The students were challenged to develop business plans that addressed health care gaps in the community, region or nation with viable interventions spanning clinical and technological mediums. Each student group presented to live “sharks,” business owners, health care administrators, or related experts who serve as volunteer judges seeking to encourage highly engaged, business-ready professionals to make an impact on a community. The competition was led by Drs. Jeff Gray and Jim Thigpen, associate professors of Pharmacy Practice, and conducted over Zoom to maintain social distancing due to COVID-19.
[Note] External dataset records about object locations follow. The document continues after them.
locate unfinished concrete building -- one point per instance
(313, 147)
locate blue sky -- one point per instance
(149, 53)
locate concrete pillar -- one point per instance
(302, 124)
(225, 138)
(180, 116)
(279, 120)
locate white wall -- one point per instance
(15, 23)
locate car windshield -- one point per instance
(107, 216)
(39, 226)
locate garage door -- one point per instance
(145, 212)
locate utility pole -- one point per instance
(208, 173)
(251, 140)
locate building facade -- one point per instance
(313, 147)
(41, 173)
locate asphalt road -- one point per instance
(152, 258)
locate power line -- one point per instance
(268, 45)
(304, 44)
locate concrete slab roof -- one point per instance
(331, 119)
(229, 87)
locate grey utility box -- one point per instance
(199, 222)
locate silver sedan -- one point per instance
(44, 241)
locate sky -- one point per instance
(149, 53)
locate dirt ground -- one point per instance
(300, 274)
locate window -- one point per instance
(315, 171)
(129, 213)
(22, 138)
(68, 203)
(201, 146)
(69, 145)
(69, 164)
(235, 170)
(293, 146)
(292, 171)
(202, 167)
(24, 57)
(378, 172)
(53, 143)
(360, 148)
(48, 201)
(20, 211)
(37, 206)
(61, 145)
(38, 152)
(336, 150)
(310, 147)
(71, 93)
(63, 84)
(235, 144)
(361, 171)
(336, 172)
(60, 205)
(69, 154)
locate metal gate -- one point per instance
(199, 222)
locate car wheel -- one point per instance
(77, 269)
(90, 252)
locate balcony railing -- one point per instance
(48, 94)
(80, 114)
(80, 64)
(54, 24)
The winning business idea, “MedGuardian,” seeks to help combat the opioid epidemic and reduce opioid-related health care costs through a smart dose dispenser. The product is a locked, tamper-proof smart vial with a fingerprint scanner which dispenses the prescribed dosage to the right person at the right time, thus reducing the chance for accidents, diversion or misuse.
Other ideas among the eight teams included “BabyRx,” providing parents with evidence-based information to make informed decisions about their health and medication use for themselves and their children, and “WOW (Women on Wheels),” providing patient-centered care to women through education and health screenings that is readily accessible and cost-effective.
Judges included Alan Corley, DPh, president of Corley’s Pharmacy Group; Stephen M. Darden, managing partner at Hunter, Smith & Davis; Jill McGonigle, director of corporate communications at Crown Laboratories; Chris Miller, COO for Ballad Health Greene County; and Cindy Thomas, DO, MPH, assistant health officer for the Northeast Regional Health Office for the Tennessee Department of Health.